La notizia si sarebbe diffusa nella comunità dei proprietari terrieri. Altre famiglie benestanti avrebbero potuto rifiutare i suoi servigi. Il suo reddito e la sua reputazione dipendevano dal mantenere buoni rapporti con gli uomini che controllavano l’economia della regione. Oppure avrebbe potuto fare ciò che la maggior parte delle persone faceva di fronte al male sistemico: convincersi di essere impotente a cambiare qualcosa, che la sua complicità fosse inevitabile, che la sopravvivenza richiedesse un compromesso morale.

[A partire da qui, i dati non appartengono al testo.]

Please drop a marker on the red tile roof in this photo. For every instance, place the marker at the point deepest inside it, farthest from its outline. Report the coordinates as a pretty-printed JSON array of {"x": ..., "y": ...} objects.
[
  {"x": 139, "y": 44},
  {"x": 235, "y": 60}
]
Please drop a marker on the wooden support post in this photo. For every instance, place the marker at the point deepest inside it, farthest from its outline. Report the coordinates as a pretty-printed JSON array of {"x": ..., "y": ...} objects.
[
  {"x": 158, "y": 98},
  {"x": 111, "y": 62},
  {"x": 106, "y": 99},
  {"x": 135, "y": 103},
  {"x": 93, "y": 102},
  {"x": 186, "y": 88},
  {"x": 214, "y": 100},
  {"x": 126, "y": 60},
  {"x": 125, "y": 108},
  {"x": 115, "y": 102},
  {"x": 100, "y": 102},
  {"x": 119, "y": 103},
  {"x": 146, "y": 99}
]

Si disse che testimoniare era di per sé una forma di resistenza, anche se quella testimonianza non si era mai tradotta in azione. Scelse la terza opzione perché era la più facile e gli esseri umani generalmente scelgono le strade più semplici quando quelle difficili minacciano la loro sicurezza. Prima di andarsene, il dottor Colby prescrisse a Sarah degli integratori di ferro per la sua anemia, un tonico per rinvigorirla, istruzioni per una dieta che potesse in qualche modo ripristinare la sua salute, cibi adeguati con proteine e verdure, acqua pulita, riposo e igiene di base.
Sapeva che Whitmore non avrebbe seguito le raccomandazioni. Le prescrizioni erano solo uno scudo di carta contro la sua stessa coscienza, una prova che avrebbe potuto mostrare se qualcuno gli avesse mai chiesto cosa avesse fatto. Quella sera si allontanò a cavallo dalla piantagione, mentre il tramonto dipingeva il cielo con colori che sembravano osceni nella loro bellezza, considerando ciò che si stava lasciando alle spalle.

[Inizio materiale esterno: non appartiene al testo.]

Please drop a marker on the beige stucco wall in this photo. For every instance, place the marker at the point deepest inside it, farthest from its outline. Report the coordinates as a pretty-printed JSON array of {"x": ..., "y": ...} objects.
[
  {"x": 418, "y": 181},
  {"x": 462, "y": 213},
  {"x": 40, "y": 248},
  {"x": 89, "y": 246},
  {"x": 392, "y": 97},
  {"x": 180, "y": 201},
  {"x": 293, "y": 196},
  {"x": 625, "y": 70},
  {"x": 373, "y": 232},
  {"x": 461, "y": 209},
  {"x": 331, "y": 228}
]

Quella notte avrebbe bevuto più del solito. Avrebbe detto alla moglie di aver avuto una giornata difficile, senza però entrare nei dettagli. Avrebbe dormito male, tormentato dalle immagini di una donna morente in una stalla con un toro. Ma la mattina dopo sarebbe tornato alla sua solita routine. A visitare i pazienti. A prescrivere le cure.
Accettare pagamenti dai proprietari delle piantagioni la cui ricchezza dipendeva dalla sofferenza di esseri umani privi di ricorso legale, di protezione e di speranza di giustizia. Novembre arrivò con i primi fronti freddi provenienti da nord. Le temperature scesero fino a 4 gradi di notte e il cattivo isolamento del fienile offriva ben poca protezione.

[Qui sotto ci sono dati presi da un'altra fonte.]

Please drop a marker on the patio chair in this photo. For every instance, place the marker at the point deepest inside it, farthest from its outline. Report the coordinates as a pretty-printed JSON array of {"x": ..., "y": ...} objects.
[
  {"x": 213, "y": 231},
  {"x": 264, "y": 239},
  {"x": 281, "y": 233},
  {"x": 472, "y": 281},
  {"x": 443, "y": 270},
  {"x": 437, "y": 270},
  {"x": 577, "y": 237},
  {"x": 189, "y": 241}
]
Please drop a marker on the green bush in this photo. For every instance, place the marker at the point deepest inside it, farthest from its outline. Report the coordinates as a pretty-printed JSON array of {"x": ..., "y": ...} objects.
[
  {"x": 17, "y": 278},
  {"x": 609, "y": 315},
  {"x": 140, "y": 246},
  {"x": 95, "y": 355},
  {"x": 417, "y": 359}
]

Sarah non aveva coperte, né altri indumenti. Whitmore non aveva modificato nessuno dei suoi protocolli in base alle raccomandazioni del dottor K. Anzi, la frustrazione per essersi sentito dire che il suo esperimento era impossibile lo aveva reso ancora più determinato a dimostrare il contrario. I tentativi continuarono, i fallimenti si moltiplicarono e il corpo di Sarah proseguì la sua inesorabile marcia verso la morte, mentre l’uomo che la possedeva la incolpava di non essere riuscita a compiere l’impossibile.
Dicembre portò un freddo che penetrò tra le pareti di cipresso della stalla come acqua che si infiltrava dalle crepe. Ogni mattina la brina ricopriva il terreno con disegni che brillavano per un istante prima che il sole li sciogliesse trasformandoli in fango. All’interno della cella di Sarah, le temperature scesero a tal punto che il suo respiro divenne visibile nell’oscurità. Piccole nuvole che si dissolvevano rapidamente, testimonianza di una vita che si affievoliva di giorno in giorno.
Nel corso dei mesi, le annotazioni di Whitmore sul suo registro contabile avevano cambiato carattere. Le prime erano cliniche, metodiche, piene del linguaggio preciso di chi conduce una legittima ricerca scientifica. Ma a dicembre, la frustrazione e l’ossessione avevano contagiato la sua scrittura. La calligrafia si era fatta irregolare, con righe oblique che attraversavano la pagina dall’alto verso il basso.